Dal 3 novembre 2019, il Parlamento italiano ha eliminato la protezione legale necessaria alla società per attuare il suo piano ambientale senza il rischio di responsabilità penale, giustificando così la comunicazione di recesso. In aggiunta, i provvedimenti emessi dal Tribunale penale di Taranto obbligano i Commissari straordinari di Ilva a completare talune prescrizioni entro il 13 dicembre 2019 – termine che gli stessi Commissari hanno ritenuto impossibile da rispettare – pena lo spegnimento dell’altoforno numero 2. Tali prescrizioni dovrebbero ragionevolmente e prudenzialmente essere applicate anche ad altri due altiforni dello stabilimento di Taranto.

Lo spegnimento renderebbe impossibile per la Società attuare il suo piano industriale, gestire lo stabilimento di Taranto e, in generale, eseguire il contratto. Altri gravi eventi, indipendenti dalla volontà della società, hanno contribuito a causare una situazione di incertezza giuridica e operativa che ne ha ulteriormente e significativamente compromesso la capacità di effettuare necessari interventi presso Ilva e di gestire lo stabilimento di Taranto. Tutte le descritte circostanze attribuiscono alla Società anche il diritto di risolvere il contratto in base agli applicabili articoli e principi del codice civile italiano.

”Ilva è una delle poche imprese italiane strategiche. Una azienda che vale l’1,4% del Pil”. Lo avrebbe affermato il leader della Cisl, Annamaria Furlan, al tavolo con il governo sulla manovra, secondo quanto riportato da Adnkronos. ”Ho l’impressione che si sia ragionato troppo poco di questi elementi -continua Furlan- La produzione di acciaio ha un grande valore in un Paese come l’Italia a crescita zero. Sarebbe una sciagura perdere questa produzione”.

‘Quando parliamo dell’Iva, non parliamo solo di Taranto -aggiunge Furlan- ma anche degli altri siti industriali in altre regioni, più l’indotto, a spanne parliamo di 20 mila lavoratori.

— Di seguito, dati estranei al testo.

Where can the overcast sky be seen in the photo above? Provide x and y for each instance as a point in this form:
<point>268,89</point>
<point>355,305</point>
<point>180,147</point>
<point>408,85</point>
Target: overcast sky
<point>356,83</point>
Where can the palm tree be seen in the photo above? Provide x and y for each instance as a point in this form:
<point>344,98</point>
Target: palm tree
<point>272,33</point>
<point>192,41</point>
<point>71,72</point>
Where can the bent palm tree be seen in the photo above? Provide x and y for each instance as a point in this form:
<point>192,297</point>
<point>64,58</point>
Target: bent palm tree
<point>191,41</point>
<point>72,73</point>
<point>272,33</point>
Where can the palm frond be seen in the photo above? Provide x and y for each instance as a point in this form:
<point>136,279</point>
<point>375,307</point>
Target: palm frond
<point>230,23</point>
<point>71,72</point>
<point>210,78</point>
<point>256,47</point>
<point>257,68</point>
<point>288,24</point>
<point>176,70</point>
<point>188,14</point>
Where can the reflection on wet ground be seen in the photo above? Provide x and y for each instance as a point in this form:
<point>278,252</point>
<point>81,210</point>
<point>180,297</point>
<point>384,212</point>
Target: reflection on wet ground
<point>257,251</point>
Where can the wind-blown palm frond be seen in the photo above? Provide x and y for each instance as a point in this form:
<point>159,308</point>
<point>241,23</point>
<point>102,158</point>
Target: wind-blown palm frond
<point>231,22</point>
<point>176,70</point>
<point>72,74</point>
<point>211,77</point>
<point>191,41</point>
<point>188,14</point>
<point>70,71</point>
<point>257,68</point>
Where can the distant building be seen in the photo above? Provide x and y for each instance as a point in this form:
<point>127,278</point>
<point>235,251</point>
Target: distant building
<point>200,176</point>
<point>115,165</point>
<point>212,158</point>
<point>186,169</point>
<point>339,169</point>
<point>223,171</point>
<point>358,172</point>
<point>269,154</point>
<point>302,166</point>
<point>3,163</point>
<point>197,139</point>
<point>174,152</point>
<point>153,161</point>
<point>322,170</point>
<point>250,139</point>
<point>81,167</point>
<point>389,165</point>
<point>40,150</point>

Dobbiamo tenerlo presente”. ”Non sono convinta c he il contratto con ArcelorMittal non contenesse lo scudo penale -aggiunge Furlan-. Per noi c’era. quindi l’incontro di oggi con l’azienda è fondamentale. Non possiamo perdere un settore strategico come l’acciaio. Sarebbe un disastro in termini occupazionali, industriali ed ambientali. Sarebbe peggio di Bagnoli. Spero in un impegno massimo del governo”, conclude Furlan.